Game Over

Game Over
Image source: Google

Ratings: 3/5

Duration: 1hr 43 mins

Director: Ashwin Saravanan

Genre: Thriller, Drama

Release Date: 14.06.2019 (India)

Star cast: Taapsee Pannu, Vinodhini

Plot: A nyctophobic woman fighting her inner demons to stay alive in the game called life.

Review: The movie has many thrilling layers to it both psychological and paranormal and these moments are what make this film interesting. The film begins with a woman being brutally murdered and news reports showing how this is just the beginning of a horrifying serial murders.

Taapsee Pannu (Sapna) is a video game developer who is battling anxiety issues (PTSD), has a crippling fear of the dark and homebound since she suffered a traumatic experience. Her nyctophobia is first triggered by the personal tragedy that happened just a year ago, and she is unable to come to terms with it. Hence shuts herself to the world, to her parents a year ago, and stays with her caretaker, Kalamma for company. The only thing that keeps her going is her love for gaming, and the one thing she wants to do is beat her own score in Pac-Man.

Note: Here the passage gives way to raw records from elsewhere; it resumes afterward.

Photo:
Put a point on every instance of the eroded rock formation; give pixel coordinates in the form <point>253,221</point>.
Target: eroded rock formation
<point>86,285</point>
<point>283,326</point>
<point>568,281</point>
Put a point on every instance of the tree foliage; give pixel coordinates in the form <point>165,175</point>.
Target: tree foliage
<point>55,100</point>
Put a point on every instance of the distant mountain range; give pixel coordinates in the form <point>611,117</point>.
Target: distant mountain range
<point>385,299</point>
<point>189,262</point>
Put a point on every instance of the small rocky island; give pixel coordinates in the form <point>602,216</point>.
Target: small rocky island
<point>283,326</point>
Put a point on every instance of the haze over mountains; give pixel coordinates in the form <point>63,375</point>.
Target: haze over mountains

But her life changes after she finds out that the ink that was used to make the tattoo on her wrist contains a stranger girl’s ash, and that her dark past has come back to haunt her. (The idea of a ‘memorial tattoo’ - where people mix a loved one’s remains into tattoo ink to keep them bonded under their feels both beautiful and disturbing).

And as the news of a serial killer on the loose sends the city into a tailspin, Sapna suffering from PTSD starts sensing a strange presence around her. She, an assault victim, and carries the scars of a spirited girl who had been bound and decapitated. Things just get worsened when she becomes the target of the serial killer.

Though the director has subtly keyed in a supernatural element to make the story plausible and watchable, Game Over is an open-ended movie that ignores to answer questions which are on the periphery of its story. Even there are some scenes which give you jolt because of its failure to stick to the basic idea of continuity and intensity. The level of thrill declines as the movie comes to its end. This is mainly due to the repetition of the circumstances that starts settling your nerves. In the second half, there is a tug of war of sorts between reality and fiction, which creates more confusion than clarity. Intriguing for the most part, Game Over fails to reach a satisfying climax. But that does not take away from the spine-chilling experience and its leading lady's impressive performance.